I ve add same pic in bellow as author did, but with stars, which can anyone observe and so can be more familiar with (in appendix it is explained). Milky way is faint there, but you can compare it with the second bellow pic., that shows the constellations in galactic plane surrounding our solar system. Third pic bellow shows Earth position in equinoxes and solstices on its orbit around the sun.

If you are in mid-EU latitude (50°), you may use something like Stellarium and check positions of these planes in solstices and equinoxes (as I did) and it may help you to get feeling for their orbits. Some pictures bellow also may help you to visualize it. If you are on further away lat., you will see it differently, but principle will be same.

Following Cassiopeia (in 60° tilt down) on Celestial sphere: If you on the equator watch 60° up to north (to compensate solar system downward angle) at vernal equinox day moment, when sun is at highest point, which is now in Pieces constellation (RA – 0h), than you would see Cassiopeia (you can check it in Stellarium when sun light is turned off). At this time/ place 23,5° Earth axis does not offset you on equator, but as you have been going up, you went up 23,5° off (hence Lacerta - 97°).

If you watch (on equator) at Autumn equinox 120° up thru ground (or went 90° north, than 30° south, than watch directly overhead)) you would again see Cassiopeia.

You may also wait to night on 60° long/ 0° lat. and wait for align galactic and azimuthal sphere (which will be in 2020 in 23. 9 at 02: 43 minutes) and you will see Cassiopeia on zenith - you can than measure galactic long., which will be 123° (+/1 1°). So you can also see that at around midnight on Spring eq. you see (logically) stars/ signs of mid-day in Autumn eq.

It may help that 60° angle is down in direction away from galaxy center: like you are on top of the roof representing solar system, behind you back is Milky way center and solar system plane is falling down (at 60°) toward Cassiopeia.

In Summer solstice at night you can clearly see that on -23,5° you are seeing Sagittarius at your zenith which is in 0° galactic longitude. In mid EU – 50° this is -23 – 50 → 73° south from zenith, so only about 20° above the ground. Ecliptic is highest (hence summer), but zodiacal signs at night are lowest.

In Winter solstice you can clearly see that galactic plane (signs in galactic plane) and ecliptic (zodiacal signs) are again crossing. You can see in night on 23,5° (to compensate Earth axis tilt) galactic sing Auriga (180° gal. long.) above your head. Ecliptic (zodiacal signs) reaches in north at night highest point – you can see top of Gemini reaches less than 20° from zenith (in day ecl. is in its lowest – hence winter).

Double check -if you compare Galactic (Polaris Galacticum Borealis) and celestial north (Polaris) you will find out, that link continues to Cassiopeia. But key is here Galactic and Ecliptic north - which goes from gal. n. to 97° (Lacerta).

Fourth picture shows galactic, ecliptic plane with celestial equator – shows that ecliptic is 60° (author claimed 63°, but corrected it - anyone can get wrong heh?))

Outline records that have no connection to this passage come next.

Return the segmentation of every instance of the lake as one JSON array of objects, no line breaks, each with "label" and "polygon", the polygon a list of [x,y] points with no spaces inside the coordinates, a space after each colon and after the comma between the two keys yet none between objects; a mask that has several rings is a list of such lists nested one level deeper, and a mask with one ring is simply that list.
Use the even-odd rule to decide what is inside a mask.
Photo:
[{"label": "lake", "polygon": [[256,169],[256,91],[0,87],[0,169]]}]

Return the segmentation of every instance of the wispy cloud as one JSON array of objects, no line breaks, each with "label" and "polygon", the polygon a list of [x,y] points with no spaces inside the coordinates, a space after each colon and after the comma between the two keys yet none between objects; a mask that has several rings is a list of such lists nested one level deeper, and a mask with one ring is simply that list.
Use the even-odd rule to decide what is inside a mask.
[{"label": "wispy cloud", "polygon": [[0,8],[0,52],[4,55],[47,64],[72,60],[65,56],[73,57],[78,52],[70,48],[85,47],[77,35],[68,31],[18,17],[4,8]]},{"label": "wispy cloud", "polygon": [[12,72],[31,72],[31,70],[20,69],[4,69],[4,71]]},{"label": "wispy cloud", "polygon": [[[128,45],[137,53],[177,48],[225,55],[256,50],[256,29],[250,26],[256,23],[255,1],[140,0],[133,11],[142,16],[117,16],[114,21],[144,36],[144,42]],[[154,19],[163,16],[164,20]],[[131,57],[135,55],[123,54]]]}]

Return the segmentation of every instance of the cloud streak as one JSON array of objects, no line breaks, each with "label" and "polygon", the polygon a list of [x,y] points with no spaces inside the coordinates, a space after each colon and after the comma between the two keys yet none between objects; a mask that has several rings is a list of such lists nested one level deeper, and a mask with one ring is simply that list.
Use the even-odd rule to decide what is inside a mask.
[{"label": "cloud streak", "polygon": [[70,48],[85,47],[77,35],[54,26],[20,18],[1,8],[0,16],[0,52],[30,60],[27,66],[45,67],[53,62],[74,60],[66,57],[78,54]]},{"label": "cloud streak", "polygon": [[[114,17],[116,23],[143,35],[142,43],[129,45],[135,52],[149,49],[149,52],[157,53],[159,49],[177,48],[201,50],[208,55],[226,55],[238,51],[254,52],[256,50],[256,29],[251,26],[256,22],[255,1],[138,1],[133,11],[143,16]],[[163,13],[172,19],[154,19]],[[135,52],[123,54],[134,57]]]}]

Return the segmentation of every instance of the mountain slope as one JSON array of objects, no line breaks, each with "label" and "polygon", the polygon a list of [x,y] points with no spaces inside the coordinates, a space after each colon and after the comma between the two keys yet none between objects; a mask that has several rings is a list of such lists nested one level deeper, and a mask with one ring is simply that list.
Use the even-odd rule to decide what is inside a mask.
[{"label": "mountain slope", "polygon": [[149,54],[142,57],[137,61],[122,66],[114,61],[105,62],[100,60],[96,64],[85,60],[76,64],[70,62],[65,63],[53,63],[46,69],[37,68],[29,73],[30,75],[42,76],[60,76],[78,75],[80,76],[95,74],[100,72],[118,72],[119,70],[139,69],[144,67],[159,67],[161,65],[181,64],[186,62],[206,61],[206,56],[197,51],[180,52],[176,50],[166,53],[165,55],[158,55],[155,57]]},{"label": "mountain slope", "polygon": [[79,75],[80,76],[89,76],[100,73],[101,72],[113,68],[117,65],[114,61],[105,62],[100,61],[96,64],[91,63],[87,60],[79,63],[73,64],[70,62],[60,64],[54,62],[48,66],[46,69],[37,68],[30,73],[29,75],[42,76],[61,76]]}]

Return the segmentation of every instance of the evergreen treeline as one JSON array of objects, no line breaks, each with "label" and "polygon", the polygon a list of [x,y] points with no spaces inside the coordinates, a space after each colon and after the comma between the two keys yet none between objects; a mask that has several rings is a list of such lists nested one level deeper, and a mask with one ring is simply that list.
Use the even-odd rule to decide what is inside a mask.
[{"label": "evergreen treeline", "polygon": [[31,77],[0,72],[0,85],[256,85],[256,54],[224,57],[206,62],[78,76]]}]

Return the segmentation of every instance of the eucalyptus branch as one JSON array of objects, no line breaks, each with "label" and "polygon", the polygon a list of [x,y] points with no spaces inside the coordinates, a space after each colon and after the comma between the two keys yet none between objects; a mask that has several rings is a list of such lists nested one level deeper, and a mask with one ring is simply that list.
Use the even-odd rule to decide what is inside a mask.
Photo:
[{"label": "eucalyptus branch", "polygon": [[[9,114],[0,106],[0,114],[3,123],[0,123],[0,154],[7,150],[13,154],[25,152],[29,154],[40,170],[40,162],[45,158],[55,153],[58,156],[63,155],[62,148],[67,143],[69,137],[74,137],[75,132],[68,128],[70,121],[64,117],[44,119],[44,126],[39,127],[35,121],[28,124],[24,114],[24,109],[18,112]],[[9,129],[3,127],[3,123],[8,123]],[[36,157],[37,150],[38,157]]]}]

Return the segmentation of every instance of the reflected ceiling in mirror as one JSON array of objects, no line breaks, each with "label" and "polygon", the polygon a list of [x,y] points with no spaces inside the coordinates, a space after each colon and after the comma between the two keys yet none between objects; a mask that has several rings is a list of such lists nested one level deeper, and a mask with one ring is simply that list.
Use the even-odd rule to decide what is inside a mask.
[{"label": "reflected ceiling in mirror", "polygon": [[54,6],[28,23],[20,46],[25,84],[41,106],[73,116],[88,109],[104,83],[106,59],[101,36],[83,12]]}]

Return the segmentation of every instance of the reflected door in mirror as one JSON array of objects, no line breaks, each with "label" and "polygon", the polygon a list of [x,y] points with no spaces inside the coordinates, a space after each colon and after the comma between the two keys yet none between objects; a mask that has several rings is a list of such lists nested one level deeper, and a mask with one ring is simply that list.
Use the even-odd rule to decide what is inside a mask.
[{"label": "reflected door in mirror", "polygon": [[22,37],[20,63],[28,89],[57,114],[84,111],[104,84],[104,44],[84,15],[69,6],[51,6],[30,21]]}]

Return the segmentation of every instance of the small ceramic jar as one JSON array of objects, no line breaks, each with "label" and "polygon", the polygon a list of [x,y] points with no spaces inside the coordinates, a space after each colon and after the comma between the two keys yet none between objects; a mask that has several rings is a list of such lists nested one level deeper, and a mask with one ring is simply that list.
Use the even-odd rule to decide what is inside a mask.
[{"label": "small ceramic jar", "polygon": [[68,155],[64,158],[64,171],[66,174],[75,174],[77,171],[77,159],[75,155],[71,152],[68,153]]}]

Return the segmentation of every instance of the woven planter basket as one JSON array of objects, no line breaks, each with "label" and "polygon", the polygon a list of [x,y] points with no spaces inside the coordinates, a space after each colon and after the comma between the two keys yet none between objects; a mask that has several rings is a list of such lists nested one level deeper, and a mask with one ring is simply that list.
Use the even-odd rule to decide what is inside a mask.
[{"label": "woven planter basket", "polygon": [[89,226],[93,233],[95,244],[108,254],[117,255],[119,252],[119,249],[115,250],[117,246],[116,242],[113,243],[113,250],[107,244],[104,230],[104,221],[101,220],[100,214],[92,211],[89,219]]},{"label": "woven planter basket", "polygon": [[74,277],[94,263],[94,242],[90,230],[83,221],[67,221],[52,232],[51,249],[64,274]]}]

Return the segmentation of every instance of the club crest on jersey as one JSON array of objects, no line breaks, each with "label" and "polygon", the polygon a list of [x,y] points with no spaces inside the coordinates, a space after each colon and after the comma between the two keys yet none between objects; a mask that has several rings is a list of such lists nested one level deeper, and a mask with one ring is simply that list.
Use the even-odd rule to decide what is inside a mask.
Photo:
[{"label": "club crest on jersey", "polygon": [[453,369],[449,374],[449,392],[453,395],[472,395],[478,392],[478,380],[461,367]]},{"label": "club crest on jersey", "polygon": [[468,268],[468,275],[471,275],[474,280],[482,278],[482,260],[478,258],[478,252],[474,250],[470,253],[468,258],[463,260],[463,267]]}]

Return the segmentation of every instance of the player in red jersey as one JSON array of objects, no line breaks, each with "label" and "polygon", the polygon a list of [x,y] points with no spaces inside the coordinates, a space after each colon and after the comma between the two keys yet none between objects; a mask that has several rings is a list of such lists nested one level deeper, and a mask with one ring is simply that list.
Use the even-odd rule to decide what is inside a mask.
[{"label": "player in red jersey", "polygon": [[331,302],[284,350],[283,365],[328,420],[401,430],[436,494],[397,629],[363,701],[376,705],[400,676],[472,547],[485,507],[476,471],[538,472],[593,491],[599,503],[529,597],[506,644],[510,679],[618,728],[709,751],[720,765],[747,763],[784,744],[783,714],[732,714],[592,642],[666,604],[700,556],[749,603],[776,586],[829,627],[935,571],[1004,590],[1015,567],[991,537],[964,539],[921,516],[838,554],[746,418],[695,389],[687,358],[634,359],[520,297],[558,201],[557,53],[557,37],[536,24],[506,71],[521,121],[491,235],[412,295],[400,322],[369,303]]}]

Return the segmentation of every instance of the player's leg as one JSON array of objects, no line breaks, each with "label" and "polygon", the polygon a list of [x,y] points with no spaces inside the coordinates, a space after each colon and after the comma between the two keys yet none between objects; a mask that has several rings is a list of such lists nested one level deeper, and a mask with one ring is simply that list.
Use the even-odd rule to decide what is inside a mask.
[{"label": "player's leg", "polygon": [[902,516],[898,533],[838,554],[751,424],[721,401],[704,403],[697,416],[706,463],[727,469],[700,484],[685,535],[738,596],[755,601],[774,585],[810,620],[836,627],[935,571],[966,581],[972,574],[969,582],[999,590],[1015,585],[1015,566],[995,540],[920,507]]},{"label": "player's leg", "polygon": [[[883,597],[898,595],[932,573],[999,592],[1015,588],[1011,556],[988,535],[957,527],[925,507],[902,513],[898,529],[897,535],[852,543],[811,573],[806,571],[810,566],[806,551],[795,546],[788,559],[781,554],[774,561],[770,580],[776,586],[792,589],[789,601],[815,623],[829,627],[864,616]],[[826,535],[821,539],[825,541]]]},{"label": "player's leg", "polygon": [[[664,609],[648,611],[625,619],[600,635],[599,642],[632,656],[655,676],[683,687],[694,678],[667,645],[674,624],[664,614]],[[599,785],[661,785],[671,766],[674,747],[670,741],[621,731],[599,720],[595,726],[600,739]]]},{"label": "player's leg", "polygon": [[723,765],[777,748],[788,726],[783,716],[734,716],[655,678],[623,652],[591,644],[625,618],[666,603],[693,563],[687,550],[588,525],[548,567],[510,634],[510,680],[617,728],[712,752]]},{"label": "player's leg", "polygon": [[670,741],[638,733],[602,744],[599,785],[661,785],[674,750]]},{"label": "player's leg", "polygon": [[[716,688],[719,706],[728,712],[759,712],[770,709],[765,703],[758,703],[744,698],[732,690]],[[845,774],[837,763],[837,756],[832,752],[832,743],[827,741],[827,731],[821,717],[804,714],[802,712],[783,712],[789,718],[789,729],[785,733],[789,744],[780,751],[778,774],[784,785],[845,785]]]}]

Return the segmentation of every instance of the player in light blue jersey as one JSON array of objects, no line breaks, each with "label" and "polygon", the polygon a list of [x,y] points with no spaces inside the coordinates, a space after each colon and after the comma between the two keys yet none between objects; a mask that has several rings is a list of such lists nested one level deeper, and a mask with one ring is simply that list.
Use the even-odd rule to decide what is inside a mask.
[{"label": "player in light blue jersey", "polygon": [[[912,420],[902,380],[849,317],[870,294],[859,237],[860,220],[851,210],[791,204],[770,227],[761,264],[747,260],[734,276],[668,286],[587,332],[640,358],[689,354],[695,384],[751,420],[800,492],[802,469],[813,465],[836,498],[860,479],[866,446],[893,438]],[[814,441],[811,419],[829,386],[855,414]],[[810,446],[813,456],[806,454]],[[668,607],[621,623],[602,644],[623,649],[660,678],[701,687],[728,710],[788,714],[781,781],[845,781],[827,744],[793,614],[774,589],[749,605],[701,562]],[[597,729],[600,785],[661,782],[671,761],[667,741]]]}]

Appendix Right Ascension define coordinates of object on Celestial sphere in analogy of longitude on Earth, but since Earth is rotating, it set 0 longitude like 0 hour at the moment of vernal equinox – when sun is at highest point on 0° lat, which is now in Pieces (Greek had it in Aries and Babylonians in Taurus – it shifted due to precession). Than the hours/ min/ sec define how long behind this point object is. To get RA working in your time/ place, you have subtract RA value from local sidereal times – it so called Hour angle. If you set value to you telescope with equatorial mount (its RA value) you will find the object.

Six hours define same way highest point of sun in summer solstice, 12 h in Fall equinox, 18 h winter solstice. This celestial day is only 23: 56 and 4 sec. long (4 min earth rotates to offset around sun rotation, In year this will add up to one day).

Declination defines position on Celestial sphere: to get you local Dec, you just subtract from Dec your latitude - means how far from your zenith object is, minus value means south direction/ plus - north.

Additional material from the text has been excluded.